Speaking last year to a gathering in Draper, Utah, Mike Lee framed all government agencies as an infringement on freedom, saying, “Whenever government acts in any degree it does so at the expense of individual liberty [and] at the expense of the states.”
It’s a rigid worldview that has little space for the facts of history—like the fact that the US Constitution was, as Thurgood Marshall put it, “defective from the start” because the Founders opted to protect slavery and sacrifice the rights and liberties of thousands upon thousands of African-Americans and Native Americans to political expediency. Or the fact that concerted federal action has played a substantial role in the enforcement of the rights of women and people of color.
The Skousen-ish worldview Lee appeals to has been decried even by conservative-leaning Brigham Young University political science professors, who describe it as “lacking in substance and scholarly research” and smacking of “anti-intellectualism” and compare its adherents’ preference for “proof-texting” and “quote listing” over reasoned analysis to a predilection for “Twitter” or “video games.”
And the ascendancy of Skousen-style thinking represents a retreat from the pragmatic, compassionate, pluralistic thinking and call for careful policy making modeled by LDS Church leaders in their recent statements on matters such as immigration.
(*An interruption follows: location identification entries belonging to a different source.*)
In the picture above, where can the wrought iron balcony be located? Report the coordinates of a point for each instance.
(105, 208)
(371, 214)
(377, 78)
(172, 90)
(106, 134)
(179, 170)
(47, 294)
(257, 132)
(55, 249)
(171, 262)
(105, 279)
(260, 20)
The real pity here for LDS folks is the loss of nuance, sophistication, and substance in just one generation of LDS conservatism. Mike Lee won by appealing not only to Utah voters’ unfailing preference for multi-generational Mormon power brokers, but by playing to a Beck-Skousen conservatism that would freeze the Founders and Constitution in some mythical originary moment of Anglo-Saxon Christian genius and worship them. Like idols.